Peter Fisher, head of fixed income at BlackRock Inc., will leave his post to join the company's group that provides market research and analysis, according to a memo sent to employees.
Fisher, 56, will become senior director of the BlackRock Investment Institute following the completion last year of a restructuring of the bond team. Rick Rieder and Kevin Holt will become co-heads of Americas fixed income, according to the memo.
BlackRock, the world's largest money manager, has worked to improve the performance of its actively-managed bond funds as deposits trailed those of index-based investments. Fisher last year led a reorganization of the bond division, giving unit heads like Reider and Holt greater autonomy and accountability. BlackRock's Chief Executive Officer Laurence D. Fink has also overhauled the firm's active stock-fund unit to improve performance and reverse redemptions.
“As a natural extension of last year's realignment, we are structuring fixed income to allow our lead investors to spend as much time as possible focused on investing,” Fink said in the memo. “There will be no change to the way any portfolios are managed or any impact on our clients.”
Rieder, Holt
Rieder will continue as chief investment officer of fundamental fixed income, while Holt will take on the business-management duties for the Americas bond division. Tim Webb will continue as head of fixed-income for Europe, the Middle East, Africa and the Asia-Pacific region. Peter Hayes will continue to run tax-exempt strategies such as municipal bonds and will report to Holt. Rieder, Holt and Webb report to Quintin Price, who heads BlackRock's so-called Alpha Strategies unit, according to the memo.

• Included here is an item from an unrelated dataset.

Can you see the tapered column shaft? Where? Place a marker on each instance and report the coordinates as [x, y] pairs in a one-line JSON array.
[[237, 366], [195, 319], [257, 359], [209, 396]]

BlackRock had net deposits of $892 million in its active bond funds last year as investors poured $29 billion into passive fixed-income exchange-traded funds, the firm said in its fourth-quarter earnings release.
Fisher, who didn't manage any investments at BlackRock, is a former Treasury undersecretary for domestic finance, and before that spent 16 years at the Federal Reserve Bank of New York. He joined BlackRock in 2004.
“Peter's move fulfills the desire he has had for some time to take on a role that allows him more freedom from day-to-day management and expand on his role working with investors and clients more broadly across the firm,” Fink said in the memo.
BlackRock topped the ranks of asset managers through a series of acquisitions, culminating in the December 2009 purchase of Barclays Global Investors. It had about $3.79 trillion in assets as of Dec. 31.